唯物的(Material)と非唯物的(Immaterial)
既知(Known)と未知(Unknown)
と言った方が適切であります。
従って、7才ぐらいまでは既知の世界で生きることができる非常に大切な時期なのです。
それから、いよいよ化け物の世界に否応なしに入っていくにつれて、既知のものをどんどん忘却して未知のものが逆に増えていくわけです。
つまり唯物的から非唯物的に移っていく。
本来持ち合わせている既知のもの(本質)、つまり宇宙や地球と同質のもの−宇宙や地球の一部分という意味です−を、人間だけの世界にしか通用しないルールを押しつけられる結果、忘れていくことによって大人になっていく。
既知のものを忘却することこそ、免疫力低下の原因であるのです。
従って、わたしたちは完全なものとして生まれたにも拘らず、生きていくに従って不完全なものになっていくのです。
生まれたての赤ん坊の肉体は完全なものですが、歳を重ねていくにつれて不完全になっていき、そして最後に死ぬ。
人間の身体も、機械や車と同じで出来たての新品も使いふるしていくと、あっちこっち故障が生じる。
機械や車も、新品の時に慣らし運転が必要で、慣らし運転をしないですぐに本格運転をすると、将来の故障の原因をつくる。
人間も慣らし運転が必要であって、それが7才までの期間であるのです。
この時期に将来の故障原因をつくってしまうことが、免疫力の低下に繋がることになるわけです。

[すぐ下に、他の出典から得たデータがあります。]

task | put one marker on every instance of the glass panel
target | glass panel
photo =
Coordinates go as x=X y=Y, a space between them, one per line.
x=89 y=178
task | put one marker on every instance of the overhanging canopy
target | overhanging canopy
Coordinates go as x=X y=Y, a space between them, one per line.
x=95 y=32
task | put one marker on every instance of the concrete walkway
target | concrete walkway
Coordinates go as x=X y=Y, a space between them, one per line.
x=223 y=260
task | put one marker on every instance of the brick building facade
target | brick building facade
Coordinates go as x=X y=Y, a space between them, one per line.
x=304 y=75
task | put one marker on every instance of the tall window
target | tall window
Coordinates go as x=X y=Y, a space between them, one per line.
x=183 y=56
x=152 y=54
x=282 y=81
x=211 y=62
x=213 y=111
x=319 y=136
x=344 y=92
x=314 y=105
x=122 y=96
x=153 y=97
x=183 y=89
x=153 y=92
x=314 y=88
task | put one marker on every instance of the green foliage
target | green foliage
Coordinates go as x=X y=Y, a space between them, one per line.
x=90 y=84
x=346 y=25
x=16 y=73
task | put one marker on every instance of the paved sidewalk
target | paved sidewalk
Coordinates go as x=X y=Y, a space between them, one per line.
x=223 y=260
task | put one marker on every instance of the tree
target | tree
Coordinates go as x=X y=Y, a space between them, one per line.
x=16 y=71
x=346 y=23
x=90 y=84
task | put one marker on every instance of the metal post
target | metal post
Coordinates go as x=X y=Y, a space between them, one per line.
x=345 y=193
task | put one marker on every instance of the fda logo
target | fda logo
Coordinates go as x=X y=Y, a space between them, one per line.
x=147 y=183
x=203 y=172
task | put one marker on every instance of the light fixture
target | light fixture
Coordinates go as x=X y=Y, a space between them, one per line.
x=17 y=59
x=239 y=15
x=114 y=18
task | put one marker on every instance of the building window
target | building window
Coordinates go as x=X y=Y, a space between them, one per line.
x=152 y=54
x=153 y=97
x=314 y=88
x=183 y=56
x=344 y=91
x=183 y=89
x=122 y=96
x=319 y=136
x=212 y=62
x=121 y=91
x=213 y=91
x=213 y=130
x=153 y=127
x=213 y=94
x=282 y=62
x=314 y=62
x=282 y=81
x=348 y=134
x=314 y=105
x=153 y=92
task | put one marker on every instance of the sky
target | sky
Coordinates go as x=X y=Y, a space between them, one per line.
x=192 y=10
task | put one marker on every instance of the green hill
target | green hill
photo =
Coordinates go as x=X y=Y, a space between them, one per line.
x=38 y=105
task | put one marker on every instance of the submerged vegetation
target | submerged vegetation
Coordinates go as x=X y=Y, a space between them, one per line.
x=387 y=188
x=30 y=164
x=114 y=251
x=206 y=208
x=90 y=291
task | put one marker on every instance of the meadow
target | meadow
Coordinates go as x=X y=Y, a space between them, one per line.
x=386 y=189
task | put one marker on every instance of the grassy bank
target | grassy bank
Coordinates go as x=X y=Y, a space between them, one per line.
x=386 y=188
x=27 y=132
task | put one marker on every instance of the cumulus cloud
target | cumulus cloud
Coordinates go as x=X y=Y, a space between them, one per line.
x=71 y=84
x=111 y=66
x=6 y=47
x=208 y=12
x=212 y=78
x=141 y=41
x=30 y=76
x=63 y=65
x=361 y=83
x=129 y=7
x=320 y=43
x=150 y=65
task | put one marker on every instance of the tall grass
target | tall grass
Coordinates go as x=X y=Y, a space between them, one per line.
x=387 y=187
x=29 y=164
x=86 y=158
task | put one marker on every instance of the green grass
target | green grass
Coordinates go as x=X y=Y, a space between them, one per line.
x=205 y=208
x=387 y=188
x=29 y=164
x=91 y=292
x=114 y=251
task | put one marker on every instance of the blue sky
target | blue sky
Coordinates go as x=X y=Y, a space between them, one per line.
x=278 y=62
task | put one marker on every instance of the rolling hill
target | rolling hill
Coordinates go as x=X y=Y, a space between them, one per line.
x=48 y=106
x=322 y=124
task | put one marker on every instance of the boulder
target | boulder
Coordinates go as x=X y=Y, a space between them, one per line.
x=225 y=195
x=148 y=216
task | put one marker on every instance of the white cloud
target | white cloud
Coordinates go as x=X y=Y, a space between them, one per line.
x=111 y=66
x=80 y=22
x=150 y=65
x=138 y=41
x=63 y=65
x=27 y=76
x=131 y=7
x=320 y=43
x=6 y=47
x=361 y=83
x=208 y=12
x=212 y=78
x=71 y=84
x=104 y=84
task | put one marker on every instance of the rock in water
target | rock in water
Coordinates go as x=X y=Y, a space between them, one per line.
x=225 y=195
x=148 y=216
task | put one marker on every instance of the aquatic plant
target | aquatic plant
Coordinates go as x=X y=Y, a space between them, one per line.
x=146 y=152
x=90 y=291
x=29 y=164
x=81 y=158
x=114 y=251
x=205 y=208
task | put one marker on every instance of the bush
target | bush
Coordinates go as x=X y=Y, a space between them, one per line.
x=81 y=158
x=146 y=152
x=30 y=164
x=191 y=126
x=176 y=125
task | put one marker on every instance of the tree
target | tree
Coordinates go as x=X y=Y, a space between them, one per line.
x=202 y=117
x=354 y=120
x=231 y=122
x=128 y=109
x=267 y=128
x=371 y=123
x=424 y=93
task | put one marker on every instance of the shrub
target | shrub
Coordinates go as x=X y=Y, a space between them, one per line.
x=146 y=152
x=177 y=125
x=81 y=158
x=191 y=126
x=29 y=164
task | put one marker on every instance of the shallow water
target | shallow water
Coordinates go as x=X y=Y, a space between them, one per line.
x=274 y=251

エイズは免疫力が低下する病気なのですが、本来は免疫力を持って生まれてきているのに、エイズ・ウィルスに冒されて免疫力をどんどん失くしていく。
同じように、わたしたちは洗脳というウィルスによって免疫力を失くしていくのです。
免疫力というのは、本来正常に機能しているのに、外部から異物が侵入してくることによって正常な機能を果たせなくなるのを防ぐため、外部から侵入してきた異物を排斥する力のことです。
社会−延いては国家という化け物ーから、異物がどんどん侵入してくるのを防ぐ免疫力が、わたしたちが生まれ持っている本質であるのですから、自分の本質をきっちりと認識しておかなければなりません。
特に、わたしたち人間は、異物に侵入され易い体質を持っています。
それが知性であるのです。
他の生き物は本能的生き方−宇宙や地球意識と繋がった状態−をしている、つまり異物が侵入する隙を与えない生き方をしているのに対して、わたしたち人間は知性的生き方−宇宙や地球意識と隔絶された状態−をしているため、洗脳という異物が侵入する隙を与える生き方をしているのです。
生まれたての赤ん坊は宇宙や地球意識と繋がった状態でいるのですから、できるだけその状態を維持することが、その後の人生に大きく影響することは言うまでもありません。
母親が赤ん坊に与える躾が、赤ん坊にとって最初に侵入される異物、つまり洗脳ウィルスであるのです。
赤ん坊は、母親は自分を生んでくれた人なのですが、最大の敵でもあると本能的に知っているのです。
そしていつか復讐を果たすのです。
人の母親となる女性は、自分の腹を痛めてまで生んだ分身に復讐をされる宿命を背負っているのです。
不幸な宿命を更に増幅させるようなことを、これ以上してはいけません。